In addition to all of the above, BritNed, a 1GW interconnector connecting Britain and the Netherlands, suffered an unplanned outage on the 8th of December and was unavailable throughout January, only returning on the 9th February.
Although low wind and high demand both contributed to the high price events (and wind generation was lower than average across the month), our analysis shows that wind and demand conditions were within the range that we’d expect to see in a typical January. The main cause of the high prices was the unavailability of a number of plant, largely from plant nearing the end of their life (nuclear and coal), or plant that were unavailable due to events not accounted for in the CM calculation (Calon going into administration).
So does this mean these high price events were an anomaly or are they the “new normal”?
Looking at the CM, there may be a temptation to re-examine some of the parameters, such as the assumed availability from older plant. The recent announcement to increase the capacity requirement for the upcoming T-1 auction (for delivery in winter 2021/22) is an example of this already playing out. The requirement has been increased from 0.4GW to 2.4GW, though 1.85GW of this is to replace contracted plant who are known to not be delivering in 2021/22. The increase also includes an adjustment for the risk of non-delivery from other contracted plant and the risk of unavailability from coal and biomass conversion plant. This additional capacity should somewhat dampen peak prices in winter 2021/22.
Looking beyond next winter, the older coal and nuclear units that contributed to the high prices will soon come off the system. A greater and greater proportion of generation will come from intermittent renewables, which will mean more variation from one year to the next as weather patterns, particularly wind, drive system margins. The remaining thermal generation and new sources of flexible generation will increasingly need to recover costs over relatively few and infrequent periods (or through higher CM prices). This points to a power system where high prices such as those seen this winter could become more common.
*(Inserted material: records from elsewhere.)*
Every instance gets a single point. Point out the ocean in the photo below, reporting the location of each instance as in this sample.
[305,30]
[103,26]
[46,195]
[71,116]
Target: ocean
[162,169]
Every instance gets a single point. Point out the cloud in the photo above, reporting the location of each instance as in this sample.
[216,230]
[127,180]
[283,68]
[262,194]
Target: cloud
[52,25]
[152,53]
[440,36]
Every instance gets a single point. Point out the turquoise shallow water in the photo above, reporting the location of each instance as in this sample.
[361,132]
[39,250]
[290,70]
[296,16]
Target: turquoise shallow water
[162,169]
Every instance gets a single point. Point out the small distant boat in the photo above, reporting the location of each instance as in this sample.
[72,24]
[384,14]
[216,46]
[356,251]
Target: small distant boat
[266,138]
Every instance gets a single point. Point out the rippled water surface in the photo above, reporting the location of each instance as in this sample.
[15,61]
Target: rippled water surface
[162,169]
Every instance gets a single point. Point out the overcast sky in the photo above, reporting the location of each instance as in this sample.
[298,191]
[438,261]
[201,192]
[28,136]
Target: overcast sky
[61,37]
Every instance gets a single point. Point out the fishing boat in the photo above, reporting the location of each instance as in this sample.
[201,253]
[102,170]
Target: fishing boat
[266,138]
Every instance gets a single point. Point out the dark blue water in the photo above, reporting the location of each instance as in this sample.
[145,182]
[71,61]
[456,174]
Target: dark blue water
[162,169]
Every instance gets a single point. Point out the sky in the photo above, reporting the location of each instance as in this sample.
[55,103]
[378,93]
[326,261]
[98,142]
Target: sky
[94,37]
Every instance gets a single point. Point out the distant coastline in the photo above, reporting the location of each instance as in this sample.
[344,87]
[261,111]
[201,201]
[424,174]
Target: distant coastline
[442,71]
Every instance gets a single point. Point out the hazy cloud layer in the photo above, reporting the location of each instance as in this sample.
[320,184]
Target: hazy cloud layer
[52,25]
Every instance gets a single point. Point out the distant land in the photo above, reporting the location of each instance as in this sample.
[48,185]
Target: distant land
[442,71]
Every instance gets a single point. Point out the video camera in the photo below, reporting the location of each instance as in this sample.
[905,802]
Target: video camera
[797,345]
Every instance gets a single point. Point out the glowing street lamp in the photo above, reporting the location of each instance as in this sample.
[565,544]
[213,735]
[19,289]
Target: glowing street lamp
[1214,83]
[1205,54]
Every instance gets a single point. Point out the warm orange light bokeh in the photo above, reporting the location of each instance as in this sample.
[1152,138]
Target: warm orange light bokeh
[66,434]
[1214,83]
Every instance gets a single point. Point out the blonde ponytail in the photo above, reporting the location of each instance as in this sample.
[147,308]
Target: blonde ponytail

How common will obviously depend on several factors, but a key one will be the level of prudence in the CM parameters, and how close the system actually gets to the LOLE standard of 3 hours. It is worth keeping in mind that despite the high prices and tight margins, this winter has (so far) not seen any actual system stress events. If we were to experience a winter with the 3 loss of load hours that the CM security standard targets, then we would likely see as high or even higher prices than those observed this winter.
One thing that is for sure, whether you believe that this winter’s high prices represent a market failure that requires attention, or a market providing the appropriate signals to incentivise flexible generation, these are interesting times for the GB power market.